NEW YORK - Joseph Malkevitch has been a math enthusiast for most of his adult life. Ironically, for years, Malkevitch has been battling a medical condition that is highly unpredictable.
"I noticed it in the form of tingling in my feet and toes and initially it went away, and so I just tossed it aside as a glitch," Malkevitch explained.
Malkevitch's doctors diagnosed him with peripheral neuropathy; damage to the nerves in the peripheral system that lead from the brain to the extremities, but they could not determine a cause. Medical experts said that's not uncommon.
Now, researchers are testing a drug to treat neuropathy pain. Right now, it's known only as CC8464. Inspired by the toxin found in Japanese pufferfish, the drug copies how the fish toxins disrupt signals to the body.
"How it works in the body is by targeting those peripheral nerve fibers and not penetrating the brain," said Dr. Heikki Mansikka, vice president of clinical development at Chromocell.

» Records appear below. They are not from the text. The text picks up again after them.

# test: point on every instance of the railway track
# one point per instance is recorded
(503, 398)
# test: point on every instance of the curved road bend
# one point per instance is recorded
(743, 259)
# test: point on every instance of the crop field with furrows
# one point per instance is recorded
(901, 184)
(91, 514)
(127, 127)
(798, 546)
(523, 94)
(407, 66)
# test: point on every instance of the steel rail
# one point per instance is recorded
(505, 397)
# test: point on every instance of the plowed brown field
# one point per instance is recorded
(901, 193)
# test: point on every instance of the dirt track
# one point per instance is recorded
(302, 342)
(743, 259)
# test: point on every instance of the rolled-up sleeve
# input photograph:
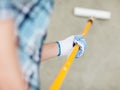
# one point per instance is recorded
(6, 11)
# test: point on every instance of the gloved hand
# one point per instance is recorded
(65, 46)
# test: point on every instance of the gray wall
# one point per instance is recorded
(99, 67)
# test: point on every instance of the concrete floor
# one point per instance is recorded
(99, 67)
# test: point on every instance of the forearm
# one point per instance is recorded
(11, 77)
(49, 50)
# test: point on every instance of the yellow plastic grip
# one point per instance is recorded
(61, 75)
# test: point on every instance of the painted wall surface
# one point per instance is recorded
(99, 67)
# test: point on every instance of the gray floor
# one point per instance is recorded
(99, 67)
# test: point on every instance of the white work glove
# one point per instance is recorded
(65, 46)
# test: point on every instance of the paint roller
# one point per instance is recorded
(92, 14)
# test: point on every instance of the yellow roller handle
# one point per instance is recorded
(61, 75)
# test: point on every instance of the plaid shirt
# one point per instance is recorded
(31, 19)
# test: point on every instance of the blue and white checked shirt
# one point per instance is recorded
(31, 19)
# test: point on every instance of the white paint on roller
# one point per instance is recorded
(84, 12)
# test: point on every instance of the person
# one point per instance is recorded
(23, 28)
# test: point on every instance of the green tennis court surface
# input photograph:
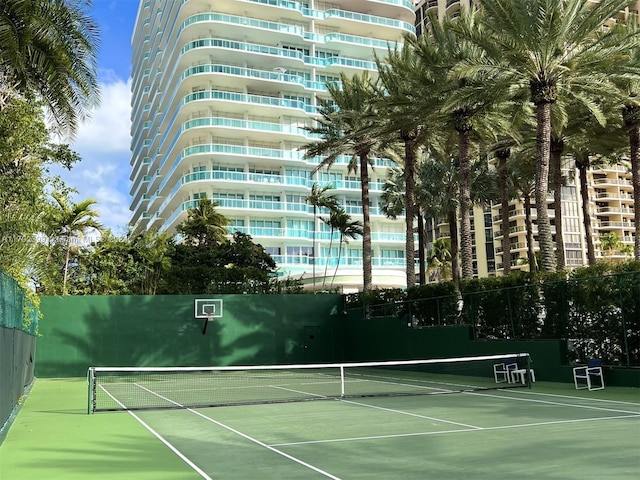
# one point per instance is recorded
(549, 432)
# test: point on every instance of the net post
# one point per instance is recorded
(90, 390)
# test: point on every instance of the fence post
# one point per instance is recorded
(624, 323)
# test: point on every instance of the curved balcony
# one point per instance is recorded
(243, 98)
(254, 74)
(288, 132)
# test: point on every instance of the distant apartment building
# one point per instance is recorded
(222, 92)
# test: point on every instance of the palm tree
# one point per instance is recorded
(348, 229)
(345, 128)
(204, 224)
(465, 106)
(399, 75)
(437, 194)
(393, 204)
(629, 82)
(440, 259)
(552, 49)
(320, 198)
(73, 220)
(48, 49)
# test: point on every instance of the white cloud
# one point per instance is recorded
(108, 129)
(103, 142)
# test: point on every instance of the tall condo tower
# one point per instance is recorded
(222, 91)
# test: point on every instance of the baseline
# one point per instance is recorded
(168, 444)
(549, 402)
(447, 432)
(245, 436)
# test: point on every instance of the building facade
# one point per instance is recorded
(222, 92)
(609, 199)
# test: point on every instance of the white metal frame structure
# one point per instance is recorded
(584, 376)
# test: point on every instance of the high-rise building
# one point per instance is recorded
(222, 93)
(609, 198)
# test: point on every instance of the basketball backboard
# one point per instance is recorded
(208, 307)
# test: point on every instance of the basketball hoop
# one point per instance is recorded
(208, 318)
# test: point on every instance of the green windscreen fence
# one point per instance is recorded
(18, 325)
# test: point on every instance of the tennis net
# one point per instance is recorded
(135, 388)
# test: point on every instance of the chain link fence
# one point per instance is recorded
(18, 326)
(598, 316)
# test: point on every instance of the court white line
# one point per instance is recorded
(268, 447)
(401, 412)
(243, 435)
(548, 402)
(160, 437)
(445, 432)
(573, 397)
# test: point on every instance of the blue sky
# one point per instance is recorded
(103, 142)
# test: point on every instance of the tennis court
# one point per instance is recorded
(550, 431)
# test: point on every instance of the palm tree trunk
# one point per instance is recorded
(531, 256)
(367, 280)
(543, 142)
(313, 248)
(453, 232)
(335, 272)
(557, 147)
(582, 165)
(466, 249)
(421, 259)
(631, 115)
(66, 266)
(503, 155)
(326, 262)
(409, 172)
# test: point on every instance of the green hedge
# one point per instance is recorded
(596, 309)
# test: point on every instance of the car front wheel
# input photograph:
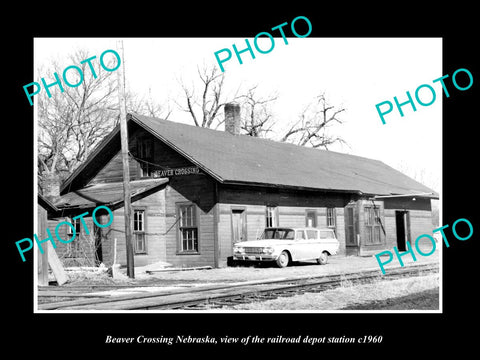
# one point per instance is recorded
(323, 259)
(283, 259)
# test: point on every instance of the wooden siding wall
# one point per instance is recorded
(155, 228)
(200, 194)
(292, 207)
(87, 244)
(42, 259)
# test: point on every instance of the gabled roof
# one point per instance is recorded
(110, 194)
(242, 159)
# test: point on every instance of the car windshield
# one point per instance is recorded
(282, 234)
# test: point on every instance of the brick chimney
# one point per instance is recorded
(51, 187)
(232, 118)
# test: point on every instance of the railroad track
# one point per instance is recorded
(217, 296)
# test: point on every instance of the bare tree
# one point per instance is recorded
(72, 122)
(258, 119)
(311, 127)
(204, 106)
(147, 106)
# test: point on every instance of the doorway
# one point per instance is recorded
(402, 222)
(239, 225)
(98, 244)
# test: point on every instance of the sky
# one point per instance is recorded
(355, 73)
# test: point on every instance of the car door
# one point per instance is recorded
(328, 240)
(297, 247)
(313, 245)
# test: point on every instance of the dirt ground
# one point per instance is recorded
(337, 265)
(409, 293)
(425, 300)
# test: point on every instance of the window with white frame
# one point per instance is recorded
(187, 228)
(73, 247)
(271, 216)
(331, 218)
(139, 241)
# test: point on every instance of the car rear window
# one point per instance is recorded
(286, 234)
(326, 234)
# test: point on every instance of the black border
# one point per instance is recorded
(409, 333)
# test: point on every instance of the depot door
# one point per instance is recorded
(351, 238)
(239, 225)
(402, 222)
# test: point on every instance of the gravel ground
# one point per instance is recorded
(417, 293)
(336, 265)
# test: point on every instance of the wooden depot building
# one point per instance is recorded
(195, 192)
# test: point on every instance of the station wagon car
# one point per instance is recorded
(284, 245)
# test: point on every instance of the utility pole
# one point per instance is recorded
(126, 170)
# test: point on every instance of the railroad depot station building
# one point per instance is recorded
(195, 192)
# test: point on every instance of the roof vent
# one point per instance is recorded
(232, 118)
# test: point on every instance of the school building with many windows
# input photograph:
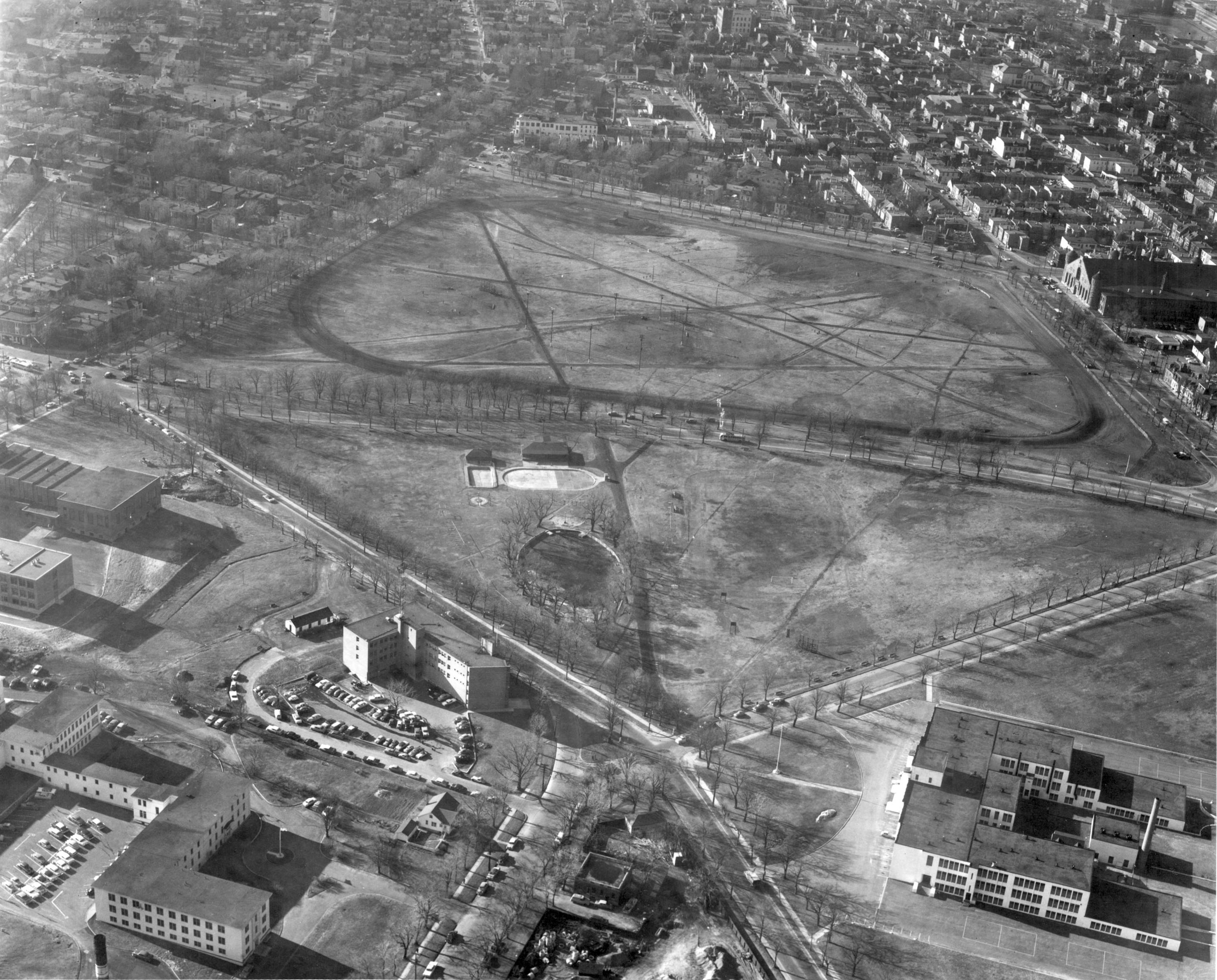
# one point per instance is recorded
(1017, 817)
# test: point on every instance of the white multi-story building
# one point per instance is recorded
(424, 645)
(33, 579)
(155, 888)
(1003, 815)
(563, 127)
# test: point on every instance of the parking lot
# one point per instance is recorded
(438, 747)
(61, 876)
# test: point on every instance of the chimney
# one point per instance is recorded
(1148, 839)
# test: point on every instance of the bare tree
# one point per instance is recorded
(516, 760)
(318, 378)
(818, 699)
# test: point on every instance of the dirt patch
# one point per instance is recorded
(1146, 675)
(36, 951)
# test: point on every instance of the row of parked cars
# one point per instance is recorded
(401, 719)
(54, 861)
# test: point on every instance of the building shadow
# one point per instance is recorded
(110, 751)
(101, 620)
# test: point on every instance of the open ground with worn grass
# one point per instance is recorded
(621, 299)
(1144, 675)
(862, 560)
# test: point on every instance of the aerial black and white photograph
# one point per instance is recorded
(608, 490)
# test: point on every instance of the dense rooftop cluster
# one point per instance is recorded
(250, 138)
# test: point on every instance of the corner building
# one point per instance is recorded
(1017, 817)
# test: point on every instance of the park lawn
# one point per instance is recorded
(860, 559)
(815, 753)
(32, 951)
(1144, 675)
(899, 958)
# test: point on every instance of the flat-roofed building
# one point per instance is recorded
(1115, 842)
(33, 579)
(562, 127)
(94, 503)
(425, 645)
(155, 888)
(603, 877)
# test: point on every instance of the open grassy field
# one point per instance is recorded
(354, 933)
(622, 299)
(1144, 675)
(32, 951)
(863, 561)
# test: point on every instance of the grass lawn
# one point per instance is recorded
(354, 932)
(32, 951)
(862, 560)
(577, 565)
(815, 751)
(897, 958)
(1146, 675)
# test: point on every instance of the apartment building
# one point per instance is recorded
(425, 645)
(33, 579)
(64, 723)
(1001, 814)
(155, 888)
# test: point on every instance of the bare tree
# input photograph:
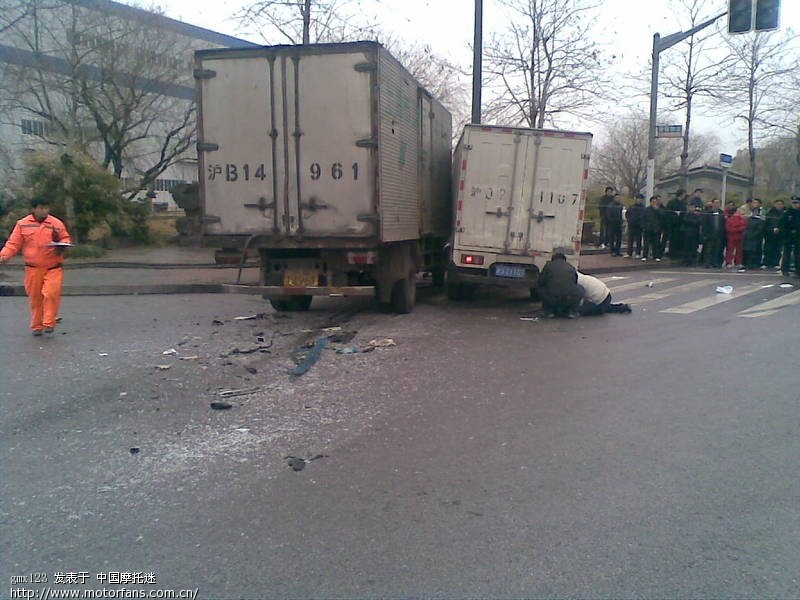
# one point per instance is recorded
(546, 65)
(446, 81)
(756, 81)
(304, 21)
(622, 160)
(99, 80)
(693, 71)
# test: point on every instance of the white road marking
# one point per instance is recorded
(660, 295)
(637, 284)
(772, 306)
(713, 300)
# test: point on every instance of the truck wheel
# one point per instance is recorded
(291, 304)
(459, 291)
(404, 293)
(437, 276)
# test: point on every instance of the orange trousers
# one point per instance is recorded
(43, 287)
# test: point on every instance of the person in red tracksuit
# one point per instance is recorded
(44, 273)
(735, 227)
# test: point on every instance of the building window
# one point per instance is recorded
(167, 185)
(34, 127)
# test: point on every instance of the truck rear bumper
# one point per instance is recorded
(483, 278)
(278, 291)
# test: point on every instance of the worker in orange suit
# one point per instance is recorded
(35, 236)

Researchers say since the drug candidate bypasses the brain and works directly on the peripheral nerves, it may not be addictive.
While Malkevitch chooses to manage his neuropathy without medication, he knows others with this condition may be searching for serious pain relief.
The potential new drug is being developed by the New Jersey-based company Chromocell. The FDA granted the drug "fast-track" status based on need. It is currently in phase-one clinical trials.